On Thursday night, December 1, Mayor Tom Potter got another dose of community opposition to Portland's controversial Drug-Free and Prostitution-Free Zones (DFZ). Dozens of citizens jammed into city council chambers for an emotionally charged two-hour public hearing on the zones, which allow cops to give suspected drug dealers or prostitutes a "notice of exclusion," barring them from sections of downtown or North Portland. The zone ordinance is up for renewal by the city council.

Instead of rubber-stamping the zones, Potter suggested the council take a closer look at them. The mayor has also proposed tying exclusions to actual criminal charges, rather than basing exclusion simply on the suspicion of a crime. "We want to make sure we protect the public, as well as individual rights," Mayor Potter told the crowd assembled at City Hall.

Currently, according to the ACLU's Andrea Meyer, 30 percent of people who receive an exclusion are never charged with a crime, or their charges are dropped.

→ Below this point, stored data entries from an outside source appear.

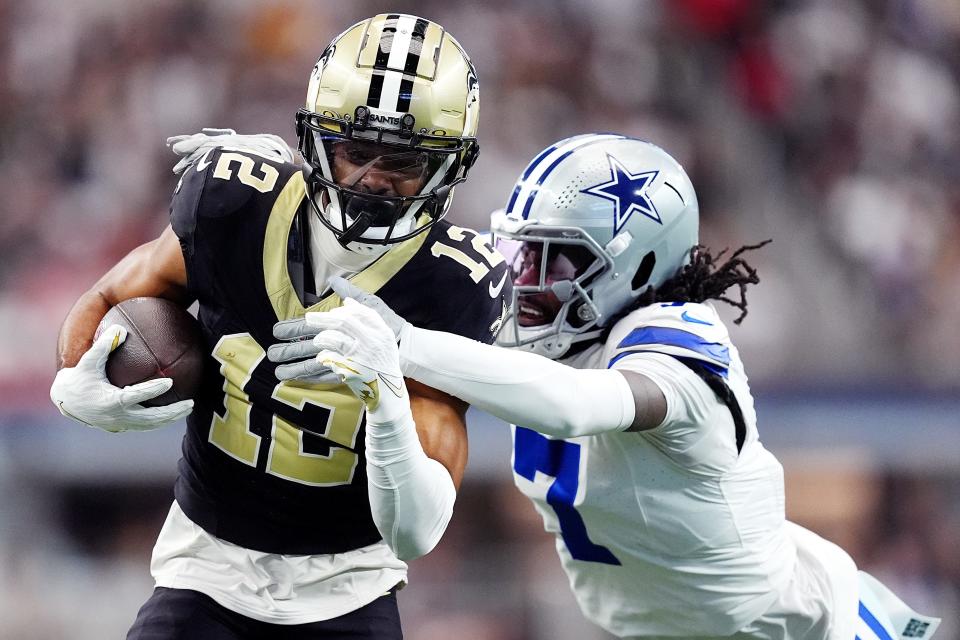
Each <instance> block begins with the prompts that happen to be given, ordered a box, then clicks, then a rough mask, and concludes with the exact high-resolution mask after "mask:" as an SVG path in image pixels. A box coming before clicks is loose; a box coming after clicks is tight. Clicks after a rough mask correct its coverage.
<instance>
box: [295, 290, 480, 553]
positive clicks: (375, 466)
mask: <svg viewBox="0 0 960 640" xmlns="http://www.w3.org/2000/svg"><path fill="white" fill-rule="evenodd" d="M306 320H307V325H308V326H309V327H311V328H312V330H313V331H314V332H319V333H317V335H316V337H315V338H314V339H313V343H314V344H315V345H316V346H317V347H318V348H319V349H320V351H319V353H318V354H317V355H316V358H315V359H316V361H317V362H320V363H322V364H323V365H324V366H325V367H328V368H329V369H330V370H331V371H333V372H334V373H335V374H336V375H337V376H339V377H340V379H341V380H342V381H343V382H344V383H345V384H346V385H347V386H348V387H350V390H351V391H352V392H353V393H354V395H356V396H357V397H358V398H359V399H360V400H361V401H362V402H363V403H364V404H365V405H366V412H367V425H366V436H365V437H366V440H365V445H366V458H367V478H368V493H369V497H370V509H371V513H372V514H373V521H374V523H375V524H376V525H377V529H378V531H380V534H381V535H382V536H383V539H384V541H386V543H387V544H388V545H389V546H390V548H391V549H393V551H394V553H396V554H397V557H399V558H400V559H402V560H410V559H413V558H417V557H419V556H422V555H425V554H426V553H428V552H429V551H430V550H431V549H433V547H434V546H436V544H437V542H439V541H440V538H441V536H442V535H443V532H444V531H445V530H446V528H447V523H448V522H449V521H450V516H451V515H452V514H453V503H454V500H455V499H456V486H455V485H456V484H458V483H459V481H460V478H461V477H462V473H463V467H464V464H465V462H466V429H465V425H464V422H463V407H462V406H461V405H459V403H456V401H454V400H453V399H451V398H449V397H446V396H443V394H439V393H436V392H431V391H430V390H429V389H424V388H423V387H422V386H420V385H417V388H416V389H417V391H418V392H419V393H418V394H417V395H415V396H411V395H410V394H409V393H408V391H407V386H406V382H405V380H404V378H403V375H402V374H401V372H400V361H399V354H398V350H397V343H396V340H395V338H394V335H393V332H392V331H391V330H390V329H389V328H387V326H386V325H385V324H384V323H383V321H382V320H381V318H380V316H378V315H377V314H376V313H375V312H374V311H372V310H370V309H368V308H366V307H364V306H362V305H360V304H359V303H357V302H355V301H353V300H347V301H346V302H345V305H344V306H343V307H340V308H337V309H333V310H332V311H329V312H326V313H308V314H307V317H306ZM453 403H456V404H453ZM411 407H413V409H415V410H416V412H417V422H415V421H414V414H413V409H412V408H411ZM451 427H452V428H451ZM421 441H422V443H421ZM428 452H429V453H430V455H428Z"/></svg>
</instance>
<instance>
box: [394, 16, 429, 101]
mask: <svg viewBox="0 0 960 640" xmlns="http://www.w3.org/2000/svg"><path fill="white" fill-rule="evenodd" d="M428 24H429V23H428V22H427V21H426V20H424V19H423V18H417V21H416V23H414V25H413V35H412V36H411V38H410V47H409V48H408V49H407V59H406V61H405V62H404V65H403V80H401V81H400V95H399V96H398V97H397V111H399V112H401V113H404V112H407V111H410V101H411V99H412V98H413V76H414V75H416V73H417V67H418V66H420V54H421V53H422V52H423V38H424V36H426V34H427V25H428Z"/></svg>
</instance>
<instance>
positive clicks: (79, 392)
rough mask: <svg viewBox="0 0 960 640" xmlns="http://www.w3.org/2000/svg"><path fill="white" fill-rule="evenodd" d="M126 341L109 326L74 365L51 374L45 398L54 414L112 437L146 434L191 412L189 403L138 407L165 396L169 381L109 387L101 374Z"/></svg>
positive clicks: (192, 408)
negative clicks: (150, 431) (54, 376)
mask: <svg viewBox="0 0 960 640" xmlns="http://www.w3.org/2000/svg"><path fill="white" fill-rule="evenodd" d="M126 339H127V330H126V329H124V328H123V327H121V326H120V325H116V324H115V325H111V326H110V327H109V328H107V330H106V331H104V332H103V333H102V334H101V335H100V337H99V338H97V340H96V341H95V342H94V343H93V346H91V347H90V349H89V350H88V351H87V352H86V353H85V354H83V356H82V357H81V358H80V361H79V362H77V365H76V366H75V367H64V368H63V369H61V370H60V371H58V372H57V376H56V378H54V380H53V384H52V385H51V386H50V399H51V400H52V401H53V404H54V405H56V407H57V409H59V410H60V413H62V414H63V415H65V416H67V417H68V418H73V419H74V420H76V421H77V422H82V423H83V424H85V425H87V426H89V427H96V428H97V429H102V430H103V431H109V432H111V433H116V432H119V431H150V430H152V429H156V428H157V427H161V426H163V425H165V424H168V423H170V422H175V421H176V420H179V419H181V418H183V417H185V416H187V415H189V413H190V412H191V411H193V400H181V401H179V402H174V403H173V404H168V405H166V406H163V407H143V406H141V405H139V404H138V403H140V402H143V401H144V400H149V399H151V398H156V397H157V396H159V395H161V394H163V393H166V392H167V391H168V390H169V389H170V387H171V386H173V380H171V379H170V378H157V379H156V380H148V381H147V382H141V383H139V384H134V385H130V386H128V387H123V388H122V389H121V388H120V387H115V386H113V385H112V384H110V381H109V380H108V379H107V373H106V366H107V358H108V357H109V356H110V352H111V351H113V350H114V349H116V348H117V347H118V346H119V345H120V344H121V343H122V342H123V341H124V340H126Z"/></svg>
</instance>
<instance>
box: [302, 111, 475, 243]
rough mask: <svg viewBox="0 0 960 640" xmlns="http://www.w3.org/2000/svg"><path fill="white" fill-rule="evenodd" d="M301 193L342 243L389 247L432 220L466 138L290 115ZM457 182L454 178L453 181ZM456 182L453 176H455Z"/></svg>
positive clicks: (447, 187)
mask: <svg viewBox="0 0 960 640" xmlns="http://www.w3.org/2000/svg"><path fill="white" fill-rule="evenodd" d="M297 123H298V135H299V137H300V153H301V154H302V155H303V157H304V160H305V161H306V167H305V173H306V182H307V193H308V195H309V197H310V201H311V202H312V203H313V205H314V206H315V207H316V209H317V213H318V215H319V216H320V219H321V221H322V222H323V223H324V224H325V225H326V226H327V227H328V228H329V229H331V230H332V231H333V232H334V234H335V235H336V237H337V239H338V240H339V242H340V243H341V244H343V245H344V246H346V245H347V244H349V243H350V242H353V241H355V240H356V241H360V242H363V243H369V244H393V243H396V242H400V241H403V240H406V239H407V238H410V237H412V236H414V235H416V234H417V233H420V232H421V231H423V230H425V229H426V227H428V226H429V225H430V224H432V223H433V222H435V221H436V220H439V219H440V218H441V217H442V216H443V213H444V212H445V206H446V202H447V198H448V196H449V193H450V189H451V188H452V187H453V186H454V185H456V184H458V183H459V182H462V181H463V180H464V179H465V171H464V172H461V164H462V162H463V160H462V159H463V158H464V157H465V156H464V154H463V153H461V152H463V151H464V149H465V148H466V147H467V146H470V145H475V142H474V141H473V140H472V139H466V138H453V137H443V136H431V135H426V134H414V133H412V132H407V131H405V130H400V131H397V130H388V129H383V128H378V127H372V126H370V127H363V128H361V127H360V126H359V125H358V124H351V123H350V122H349V121H347V120H345V119H338V118H330V117H327V116H321V115H318V114H315V113H311V112H308V111H306V110H302V109H301V110H300V111H299V112H298V114H297ZM461 173H462V174H463V175H460V174H461ZM458 175H459V176H460V177H457V176H458Z"/></svg>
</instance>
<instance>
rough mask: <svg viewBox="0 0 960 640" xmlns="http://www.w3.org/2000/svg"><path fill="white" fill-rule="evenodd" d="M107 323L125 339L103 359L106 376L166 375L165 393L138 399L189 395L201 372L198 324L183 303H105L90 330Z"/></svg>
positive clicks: (153, 376) (153, 400)
mask: <svg viewBox="0 0 960 640" xmlns="http://www.w3.org/2000/svg"><path fill="white" fill-rule="evenodd" d="M113 324H119V325H121V326H122V327H124V328H126V330H127V339H126V340H125V341H124V342H123V344H121V345H120V346H119V347H117V348H116V349H115V350H114V351H113V352H112V353H111V354H110V357H109V358H108V359H107V378H108V379H109V380H110V383H111V384H113V385H116V386H118V387H125V386H128V385H131V384H137V383H138V382H145V381H147V380H152V379H154V378H172V379H173V386H172V387H171V388H170V390H169V391H167V392H166V393H164V394H162V395H160V396H158V397H156V398H153V399H151V400H146V401H144V402H142V403H141V404H142V405H144V406H147V407H156V406H162V405H166V404H170V403H172V402H176V401H178V400H186V399H187V398H192V397H193V396H194V395H195V394H196V392H197V389H198V388H199V386H200V380H201V378H202V376H203V361H204V351H205V350H204V348H203V336H202V334H201V332H200V324H199V323H198V322H197V320H196V319H195V318H194V317H193V316H192V315H190V314H189V313H188V312H187V310H186V309H184V308H183V307H181V306H180V305H178V304H176V303H175V302H171V301H170V300H164V299H163V298H132V299H130V300H124V301H123V302H121V303H120V304H118V305H116V306H115V307H113V308H111V309H110V311H108V312H107V315H105V316H104V317H103V320H101V321H100V325H99V326H98V327H97V332H96V336H99V335H100V333H101V332H102V331H104V330H105V329H106V328H107V327H109V326H110V325H113Z"/></svg>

And that's just one of the problems with the zones, Meyer said, sitting next to the mayor and Police Chief Derrick Foxworth at the hearing. The civil liberties organization opposes renewing the zones, she explained, because the exclusions lack constitutional protections like the presumption of innocence, the right to due process, and the right to counsel.

"Instead of these ordinances, we can use the judicial process," Meyer said. Judges, she said, could issue an exclusion when sentencing someone for a crime, or releasing a person from jail.

Then it was the citizens' turn. Two meeting moderators had to ditch the night's official agenda—they'd hoped to usher people into small groups for discussion—because so many people wanted to speak out about the zones.

With the exception of downtown business representatives, including those from the Portland Business Alliance (PBA)—and an elderly couple who'd had a bad run-in with a pimp in the Hollywood District—the town hall-style hearing was practically a rerun of a November forum in North Portland, with residents lambasting the ordinance for being unfair, potentially racist, and for simply shifting drug and prostitution problems to other neighborhoods.

"This does nothing to get drug dealers out of the city," said Brad Taylor, who lives on the border of North Portland's DFZ.

Sister Cathie Boerboom, director of Rose Haven, a homeless women's drop-in center in Old Town, talked about clients who've gotten exclusions while trying to access services or buy groceries.

"They don't deserve them," she said. "It gives officers a heck of a lot of power."

Other residents—including two who had received exclusions themselves—urged Potter to modify or ditch the ordinance.

"We need to get beyond the argument that this tool works," said a young man who lives near NW Broadway and Everett. "To argue that something works doesn't mean it's the right thing to do."

The meeting's moderators asked for a show of hands of those in favor of keeping the ordinances "with changes," like the mayor's proposal to tie exclusions to criminal charges. Half of the hearing's attendees were on board (though one PBA suit in the back row thrust his hand in the air and muttered, "How about WITHOUT changes?" to his colleague). The rest didn't support the zones at all.

There's one more public hearing—near NE 82nd, where the city is considering adding another zone—on December 15. The council is expected to take up the issue in February.